In February, Indiana Gov. Eric Holcomb exonerated Cooper in the state’s first-ever actual innocence pardon.
Cooper says his wrongful incarceration “nearly cost him everything” and forced his wife to sell their family’s belongings and live in shelters to survive.
“Mr. Cooper was stripped of the various pleasures of basic human experience, from the simplest to the most important, which all free people enjoy as a matter of right. He missed out on the ability to raise his children, share holidays, births, funerals and other life events with loved ones, and the fundamental freedom to live one’s life as an autonomous human being,” the lawsuit states.
Cooper wants a judge to declare that Elkhart failed to properly train its officers, who he says violated his right to due process and rights to be free from false arrest, false imprisonment and wrongful conviction.

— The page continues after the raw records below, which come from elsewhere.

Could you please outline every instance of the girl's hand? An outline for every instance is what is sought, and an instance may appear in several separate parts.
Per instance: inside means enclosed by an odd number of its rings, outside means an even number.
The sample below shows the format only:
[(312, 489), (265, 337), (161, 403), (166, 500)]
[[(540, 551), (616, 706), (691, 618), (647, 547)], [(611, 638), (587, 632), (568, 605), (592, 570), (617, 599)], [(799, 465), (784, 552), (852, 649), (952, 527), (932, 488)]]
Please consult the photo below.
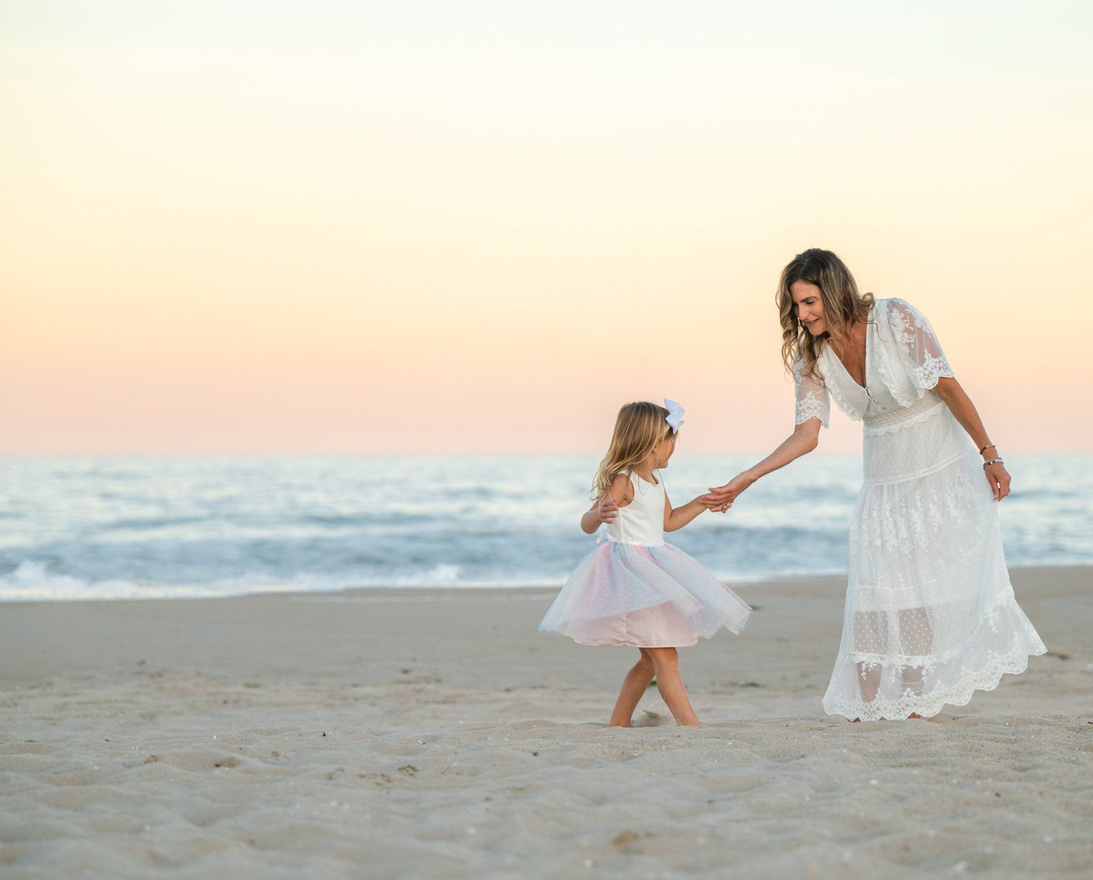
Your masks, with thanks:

Vlado Vranjes, an attorney for Elkhart, said in an email Wednesday, “The City of Elkhart’s Law Department is aware of the lawsuit filed by Keith Cooper against the City of Elkhart, its current police chief and three former police officers. Once the City’s attorneys have had a chance to review its contents, we will file the appropriate legal response.”
One of Cooper’s attorneys, Elliot Slosar with Loevy & Loevy, said in a statement that “today begins the final chapter in Keith Cooper’s story.”
“Tragically, Keith’s 21-year wrongful conviction was not accident, but rather, the result of intentional misconduct by members of the Elkhart Police Department,” Slosar said. “It took more than two decades for Keith to finally get his name back. Today begins his much shorter journey towards rebuilding the life he once enjoyed before being framed for a crime he did not commit.”